Mulching serves several purposes in the garden. It keeps most annual weeds from germinating. It is less helpful with large, perennial weeds - and if it worked on them, we really wouldn't want to use it in the perennial border since it would also keep our garden perennials from coming up. It also feeds the soil and plants as it decomposes and it just makes the garden look neat and 'finished'.
This lovely mountain is wood chip mulch. It would be expensive to buy in the quantities that we use, but we have been lucky in that tree trimmers who need a place to dump their day's 'work', occasionally will be working nearby and will empty their trucks here. The city of Athens will also bring us their excess. We don't use them right away, but rather leave them for a year or so to mellow a bit before we use them near plants. In large open spaces, new chips are all right. They know that we don't want anything with Black Walnut since some plants are sensitive to that, but what we get is usually a mix of hard and soft woods. If you're buying bagged mulch, look for some that is called Hardwood Mulch because it will last a lot longer that pine. Avoid Cypress. Also avoid stuff with dye in it. Besides being ugly and unnatural, it just can't be good for the plants.
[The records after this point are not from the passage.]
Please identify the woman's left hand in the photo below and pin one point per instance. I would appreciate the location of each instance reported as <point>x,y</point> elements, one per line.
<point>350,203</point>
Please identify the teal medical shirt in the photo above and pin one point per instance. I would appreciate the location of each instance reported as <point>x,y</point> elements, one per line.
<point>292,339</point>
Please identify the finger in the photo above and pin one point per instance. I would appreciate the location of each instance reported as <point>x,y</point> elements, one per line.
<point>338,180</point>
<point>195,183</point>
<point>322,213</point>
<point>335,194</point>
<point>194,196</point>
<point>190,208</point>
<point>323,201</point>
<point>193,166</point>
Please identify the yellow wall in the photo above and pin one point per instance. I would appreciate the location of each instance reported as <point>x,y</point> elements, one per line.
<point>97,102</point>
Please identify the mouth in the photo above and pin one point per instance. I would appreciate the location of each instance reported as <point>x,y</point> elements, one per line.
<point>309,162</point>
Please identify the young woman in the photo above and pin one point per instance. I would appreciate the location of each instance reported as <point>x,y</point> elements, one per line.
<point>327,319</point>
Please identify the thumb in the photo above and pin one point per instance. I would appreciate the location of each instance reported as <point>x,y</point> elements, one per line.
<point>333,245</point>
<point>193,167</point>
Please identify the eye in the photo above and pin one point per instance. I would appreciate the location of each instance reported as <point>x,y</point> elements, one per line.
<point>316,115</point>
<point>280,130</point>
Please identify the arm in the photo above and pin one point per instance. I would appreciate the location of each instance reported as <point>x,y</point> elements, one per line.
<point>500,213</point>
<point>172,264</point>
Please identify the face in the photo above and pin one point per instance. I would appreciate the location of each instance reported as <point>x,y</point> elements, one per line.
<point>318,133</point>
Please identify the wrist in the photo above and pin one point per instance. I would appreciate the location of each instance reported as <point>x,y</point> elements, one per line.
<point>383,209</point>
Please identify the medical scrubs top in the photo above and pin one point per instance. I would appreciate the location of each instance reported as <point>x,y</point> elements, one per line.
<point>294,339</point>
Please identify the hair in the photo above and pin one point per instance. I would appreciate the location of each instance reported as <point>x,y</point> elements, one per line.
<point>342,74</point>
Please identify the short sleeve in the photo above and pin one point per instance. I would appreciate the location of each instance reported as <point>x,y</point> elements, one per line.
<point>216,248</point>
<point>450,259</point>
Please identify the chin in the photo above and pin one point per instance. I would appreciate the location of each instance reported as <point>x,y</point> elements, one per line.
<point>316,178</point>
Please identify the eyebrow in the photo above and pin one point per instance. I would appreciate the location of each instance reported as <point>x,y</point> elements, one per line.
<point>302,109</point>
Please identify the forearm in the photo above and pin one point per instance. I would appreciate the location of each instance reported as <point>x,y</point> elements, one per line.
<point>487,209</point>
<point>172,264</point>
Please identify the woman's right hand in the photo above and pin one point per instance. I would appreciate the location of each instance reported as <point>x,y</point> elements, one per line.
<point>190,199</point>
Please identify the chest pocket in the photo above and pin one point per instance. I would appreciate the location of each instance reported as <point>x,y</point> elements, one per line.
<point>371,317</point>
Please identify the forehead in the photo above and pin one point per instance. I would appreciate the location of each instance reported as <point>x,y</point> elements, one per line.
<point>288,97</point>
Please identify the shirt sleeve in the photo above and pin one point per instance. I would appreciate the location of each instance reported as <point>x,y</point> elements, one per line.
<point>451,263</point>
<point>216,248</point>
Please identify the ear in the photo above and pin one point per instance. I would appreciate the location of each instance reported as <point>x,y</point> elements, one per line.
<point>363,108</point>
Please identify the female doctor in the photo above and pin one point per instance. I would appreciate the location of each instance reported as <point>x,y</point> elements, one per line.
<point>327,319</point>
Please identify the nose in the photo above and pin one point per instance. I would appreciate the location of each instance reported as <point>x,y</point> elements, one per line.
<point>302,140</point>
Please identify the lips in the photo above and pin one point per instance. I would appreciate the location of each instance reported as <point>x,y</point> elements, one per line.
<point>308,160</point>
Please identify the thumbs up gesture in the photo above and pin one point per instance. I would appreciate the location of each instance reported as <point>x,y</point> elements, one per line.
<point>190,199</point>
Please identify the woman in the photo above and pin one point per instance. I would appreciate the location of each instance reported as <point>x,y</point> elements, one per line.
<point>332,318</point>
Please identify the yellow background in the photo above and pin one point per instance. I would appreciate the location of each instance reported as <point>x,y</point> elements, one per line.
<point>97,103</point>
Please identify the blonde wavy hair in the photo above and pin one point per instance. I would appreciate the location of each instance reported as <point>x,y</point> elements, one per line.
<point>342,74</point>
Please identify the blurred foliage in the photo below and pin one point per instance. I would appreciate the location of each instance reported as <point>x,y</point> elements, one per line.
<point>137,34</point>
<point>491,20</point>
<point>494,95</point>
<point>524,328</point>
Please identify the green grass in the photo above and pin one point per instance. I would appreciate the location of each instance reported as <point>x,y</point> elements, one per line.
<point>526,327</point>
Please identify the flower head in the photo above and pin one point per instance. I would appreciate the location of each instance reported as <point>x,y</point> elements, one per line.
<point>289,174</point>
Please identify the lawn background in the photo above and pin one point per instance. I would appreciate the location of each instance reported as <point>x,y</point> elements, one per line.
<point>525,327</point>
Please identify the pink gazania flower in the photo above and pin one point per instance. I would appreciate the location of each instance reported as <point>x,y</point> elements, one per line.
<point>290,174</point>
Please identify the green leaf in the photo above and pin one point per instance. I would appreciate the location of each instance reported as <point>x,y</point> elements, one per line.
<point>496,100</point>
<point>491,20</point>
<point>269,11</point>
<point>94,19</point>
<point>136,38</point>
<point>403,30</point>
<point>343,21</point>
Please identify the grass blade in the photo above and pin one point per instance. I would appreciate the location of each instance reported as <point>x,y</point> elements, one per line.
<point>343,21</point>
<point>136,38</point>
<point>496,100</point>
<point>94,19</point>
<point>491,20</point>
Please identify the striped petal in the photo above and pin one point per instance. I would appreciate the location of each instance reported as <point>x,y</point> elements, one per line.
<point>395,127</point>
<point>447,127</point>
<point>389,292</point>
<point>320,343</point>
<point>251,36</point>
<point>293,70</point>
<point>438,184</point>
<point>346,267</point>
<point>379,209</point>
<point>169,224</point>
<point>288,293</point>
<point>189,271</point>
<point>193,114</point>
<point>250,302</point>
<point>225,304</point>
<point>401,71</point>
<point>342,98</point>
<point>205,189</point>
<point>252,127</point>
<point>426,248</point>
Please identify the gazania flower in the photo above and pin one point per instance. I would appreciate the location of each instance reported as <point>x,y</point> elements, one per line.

This is an area we recently mulched with wood chips. They gradually rot and will need to be replaced 3 or 4 years from now, but in the meanwhile, they're keeping the weeds down and feeding the soil as they decompose. Our gardens used to be hard clay, but in many places I can plant small things by hand without even needing a trowel. Never thought my soil would get that good, but mulching really helps.
This is our other big source of mulch material. The City of Athens, in the fall, brings out the bagged leaves that people put out for pickup. We never quite use them all up, but the remains become one large compost pile. They also bring us shredded leaves which are dumped in a big pile and which I really like, but they are harder to use in that I have to shovel them into a cart to bring into the garden where the whole leaves are in bags. I tend to use the shredded stuff near small plants or in more formal settings and the whole leaves in more woodsy places. Leaves last a year or two before they need to be replaced. They also do a really good job of keeping weeds down and feeding the soil and plants.
This little Variegated Sage was mulched with shredded leaves.
A more unconventional type of mulch is this chipped limestone which we use around cactus. We rarely have any weeds in this bed - thankfully, since it is so hard to weed. I remember, when I was a little girl and we would go to the beach in the summer, that people used white rocks in their flower beds. I would assume it was for the same reason. Obviously, this is a pretty permanent mulch.
This is probably the ultimate mulch for acid loving plants - pine needle. We will never have enough of this and, unlike in the South, it isn't available to buy here in the North. We do have a bit of pine woods where I can gather some and some comes in the leaf bags (why, of why, would someone get rid of them) so we can usually find enough for the plants that really appreciate it. It lasts for a few years also.